King of Arakan
- Reign: 1167 – 1174 A.D.
- Predecessor: Ananthiri
- Successor: Pyinsakawa
- Born: 1141/1142 CE Parein
- Died: 1174 CE (aged 32) Hkrit
- Consort: Thamardi and others
- Issue: Pyinsakawa/Punnasin (ပုဏ္ဏကဝ) Minsuthin (မဉ္ဇူသင်း)
- House: Parein
- Father: Datharaza
- Religion: Theravada Buddhism

= Minpunsa =

Minpunsa (Burmese: မင်းဖုန်းစား) was the founder of one of the early Le-Mro cities known as Hkrit. He reigned from 1167 to 1174 A.D. He is primarily known for his military success in repelling an invasion by the Shan people and for restoring stability to the kingdom after the reign of his brother, Ananthiri, who had been notorious for his tyranny.
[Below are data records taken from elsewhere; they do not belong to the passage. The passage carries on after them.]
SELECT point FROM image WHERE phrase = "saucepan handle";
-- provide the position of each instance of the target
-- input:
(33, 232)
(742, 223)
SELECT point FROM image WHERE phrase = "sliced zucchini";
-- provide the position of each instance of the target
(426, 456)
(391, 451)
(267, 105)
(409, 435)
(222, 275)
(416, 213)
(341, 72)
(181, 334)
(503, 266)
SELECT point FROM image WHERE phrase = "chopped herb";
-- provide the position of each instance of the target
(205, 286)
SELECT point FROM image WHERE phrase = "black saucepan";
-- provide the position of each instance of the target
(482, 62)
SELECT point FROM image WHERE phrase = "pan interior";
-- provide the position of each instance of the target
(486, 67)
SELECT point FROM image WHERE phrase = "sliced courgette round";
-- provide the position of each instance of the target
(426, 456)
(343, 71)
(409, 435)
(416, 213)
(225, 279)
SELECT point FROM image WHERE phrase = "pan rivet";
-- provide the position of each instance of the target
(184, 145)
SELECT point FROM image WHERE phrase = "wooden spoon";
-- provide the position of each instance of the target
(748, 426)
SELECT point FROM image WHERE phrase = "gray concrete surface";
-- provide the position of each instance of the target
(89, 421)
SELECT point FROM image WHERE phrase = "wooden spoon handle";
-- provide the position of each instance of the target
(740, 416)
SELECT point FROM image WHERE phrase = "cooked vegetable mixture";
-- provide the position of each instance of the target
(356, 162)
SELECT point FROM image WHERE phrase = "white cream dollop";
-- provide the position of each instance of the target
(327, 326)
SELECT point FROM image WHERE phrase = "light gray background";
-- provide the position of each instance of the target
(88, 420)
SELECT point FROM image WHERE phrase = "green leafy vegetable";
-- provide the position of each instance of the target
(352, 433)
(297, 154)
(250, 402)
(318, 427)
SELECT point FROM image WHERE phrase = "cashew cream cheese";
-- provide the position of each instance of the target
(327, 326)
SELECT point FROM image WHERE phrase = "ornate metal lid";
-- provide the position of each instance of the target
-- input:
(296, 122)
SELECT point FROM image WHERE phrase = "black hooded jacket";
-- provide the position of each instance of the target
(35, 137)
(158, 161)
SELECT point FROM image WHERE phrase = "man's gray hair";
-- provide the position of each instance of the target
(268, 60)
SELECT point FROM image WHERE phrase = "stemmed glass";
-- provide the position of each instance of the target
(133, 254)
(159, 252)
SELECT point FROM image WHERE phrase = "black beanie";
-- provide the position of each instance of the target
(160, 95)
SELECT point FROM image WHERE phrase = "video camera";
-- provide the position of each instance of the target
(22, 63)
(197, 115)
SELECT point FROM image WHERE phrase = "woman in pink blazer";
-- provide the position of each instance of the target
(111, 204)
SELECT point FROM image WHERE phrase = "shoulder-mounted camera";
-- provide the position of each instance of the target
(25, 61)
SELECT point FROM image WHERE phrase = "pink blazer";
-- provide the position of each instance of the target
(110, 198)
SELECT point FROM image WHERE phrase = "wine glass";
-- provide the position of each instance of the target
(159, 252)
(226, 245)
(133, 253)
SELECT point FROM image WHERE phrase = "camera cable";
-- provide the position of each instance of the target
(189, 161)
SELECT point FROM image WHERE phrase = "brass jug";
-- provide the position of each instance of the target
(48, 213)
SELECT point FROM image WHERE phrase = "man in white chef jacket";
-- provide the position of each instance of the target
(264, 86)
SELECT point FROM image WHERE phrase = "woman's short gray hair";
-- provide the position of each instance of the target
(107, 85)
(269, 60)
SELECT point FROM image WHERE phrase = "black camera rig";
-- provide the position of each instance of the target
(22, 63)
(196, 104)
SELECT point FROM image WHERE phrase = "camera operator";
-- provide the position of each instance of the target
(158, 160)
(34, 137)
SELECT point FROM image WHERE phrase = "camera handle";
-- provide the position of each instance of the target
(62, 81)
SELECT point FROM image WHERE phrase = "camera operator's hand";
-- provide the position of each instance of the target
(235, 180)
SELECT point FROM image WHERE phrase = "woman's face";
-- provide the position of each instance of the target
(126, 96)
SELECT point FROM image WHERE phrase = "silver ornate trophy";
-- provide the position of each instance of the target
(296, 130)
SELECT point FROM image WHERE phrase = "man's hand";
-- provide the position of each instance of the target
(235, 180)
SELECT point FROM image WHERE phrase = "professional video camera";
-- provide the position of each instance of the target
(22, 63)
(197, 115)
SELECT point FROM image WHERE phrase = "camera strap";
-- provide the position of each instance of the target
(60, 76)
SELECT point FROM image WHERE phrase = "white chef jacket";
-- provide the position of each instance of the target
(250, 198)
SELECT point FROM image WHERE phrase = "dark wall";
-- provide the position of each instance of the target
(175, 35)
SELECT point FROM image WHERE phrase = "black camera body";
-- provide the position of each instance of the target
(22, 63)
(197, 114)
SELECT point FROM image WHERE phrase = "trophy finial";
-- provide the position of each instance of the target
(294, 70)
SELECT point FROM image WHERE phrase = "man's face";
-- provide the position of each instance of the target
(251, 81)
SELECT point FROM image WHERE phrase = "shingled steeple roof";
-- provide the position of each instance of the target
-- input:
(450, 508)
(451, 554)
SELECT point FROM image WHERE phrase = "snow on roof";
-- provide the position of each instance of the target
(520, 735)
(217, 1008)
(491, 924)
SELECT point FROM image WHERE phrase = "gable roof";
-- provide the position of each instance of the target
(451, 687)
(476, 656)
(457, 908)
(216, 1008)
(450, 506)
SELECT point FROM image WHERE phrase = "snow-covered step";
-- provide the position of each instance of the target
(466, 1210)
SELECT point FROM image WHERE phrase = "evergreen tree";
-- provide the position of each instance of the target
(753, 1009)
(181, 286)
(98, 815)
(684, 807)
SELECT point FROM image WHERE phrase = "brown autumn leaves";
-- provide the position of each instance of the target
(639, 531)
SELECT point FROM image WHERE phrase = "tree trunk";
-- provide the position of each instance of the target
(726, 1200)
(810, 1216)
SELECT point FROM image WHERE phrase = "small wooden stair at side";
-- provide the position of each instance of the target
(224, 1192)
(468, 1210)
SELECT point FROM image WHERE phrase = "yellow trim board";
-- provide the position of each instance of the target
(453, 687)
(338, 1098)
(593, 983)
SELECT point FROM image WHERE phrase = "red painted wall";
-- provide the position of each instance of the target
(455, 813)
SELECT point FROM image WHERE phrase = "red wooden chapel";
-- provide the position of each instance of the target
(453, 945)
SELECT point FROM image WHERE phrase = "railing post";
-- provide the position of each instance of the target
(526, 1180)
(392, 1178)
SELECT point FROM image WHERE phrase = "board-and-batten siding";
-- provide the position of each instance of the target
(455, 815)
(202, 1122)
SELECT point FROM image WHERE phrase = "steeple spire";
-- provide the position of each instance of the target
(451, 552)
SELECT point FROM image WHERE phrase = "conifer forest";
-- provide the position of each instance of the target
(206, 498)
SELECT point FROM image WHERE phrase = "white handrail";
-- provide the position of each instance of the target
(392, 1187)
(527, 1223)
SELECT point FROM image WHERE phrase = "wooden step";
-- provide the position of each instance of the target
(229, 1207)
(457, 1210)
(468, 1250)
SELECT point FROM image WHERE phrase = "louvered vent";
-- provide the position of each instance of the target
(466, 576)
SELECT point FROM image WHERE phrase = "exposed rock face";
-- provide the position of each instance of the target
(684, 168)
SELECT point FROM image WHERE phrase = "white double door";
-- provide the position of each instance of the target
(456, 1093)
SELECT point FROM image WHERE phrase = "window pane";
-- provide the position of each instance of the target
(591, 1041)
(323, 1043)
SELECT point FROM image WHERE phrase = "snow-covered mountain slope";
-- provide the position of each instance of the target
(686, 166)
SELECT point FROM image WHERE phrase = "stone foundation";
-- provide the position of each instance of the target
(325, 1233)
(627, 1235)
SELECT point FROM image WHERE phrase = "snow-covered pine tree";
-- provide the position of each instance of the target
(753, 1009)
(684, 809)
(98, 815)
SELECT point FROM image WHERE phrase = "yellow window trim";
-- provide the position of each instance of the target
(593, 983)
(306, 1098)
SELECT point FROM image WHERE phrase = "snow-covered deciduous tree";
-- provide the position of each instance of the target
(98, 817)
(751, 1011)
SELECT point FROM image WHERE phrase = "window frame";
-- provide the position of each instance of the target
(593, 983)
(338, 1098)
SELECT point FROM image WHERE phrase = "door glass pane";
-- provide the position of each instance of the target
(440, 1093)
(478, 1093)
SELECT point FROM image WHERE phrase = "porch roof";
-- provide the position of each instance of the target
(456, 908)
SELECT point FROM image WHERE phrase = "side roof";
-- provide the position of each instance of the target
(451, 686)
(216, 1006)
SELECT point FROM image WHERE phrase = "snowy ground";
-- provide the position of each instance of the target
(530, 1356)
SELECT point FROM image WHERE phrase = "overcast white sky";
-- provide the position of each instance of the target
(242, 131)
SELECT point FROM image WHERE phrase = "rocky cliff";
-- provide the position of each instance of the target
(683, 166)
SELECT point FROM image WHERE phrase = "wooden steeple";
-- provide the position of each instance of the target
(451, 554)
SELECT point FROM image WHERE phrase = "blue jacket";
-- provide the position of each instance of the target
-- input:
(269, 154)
He is also the son of king Datharaza, who was the 7th king of Parein dynasty.

==Reign==
Minpunsa ascended the throne in 1167 A.D., following the deposition and death of his older brother, Anan-thi-ri. He established the royal capital at Hkrit, situated along the Lemyo River.

He was successful in defense against a Shan invasion. The Shan army attempted to invade the kingdom, but Minpunsa's forces were able to defeat them in the Yoma mountains, effectively repelling the invaders. As a result of the victory, several Shan prisoners were captured and settled in two villages in the Taungbet region of Arakan, which was a strategic move to integrate the prisoners into the kingdom and ensure long-term peace.

==Death==
Minpunsa's reign lasted for 7 years. He died in 1174 A.D. and was succeeded by his son Pyinsakawa.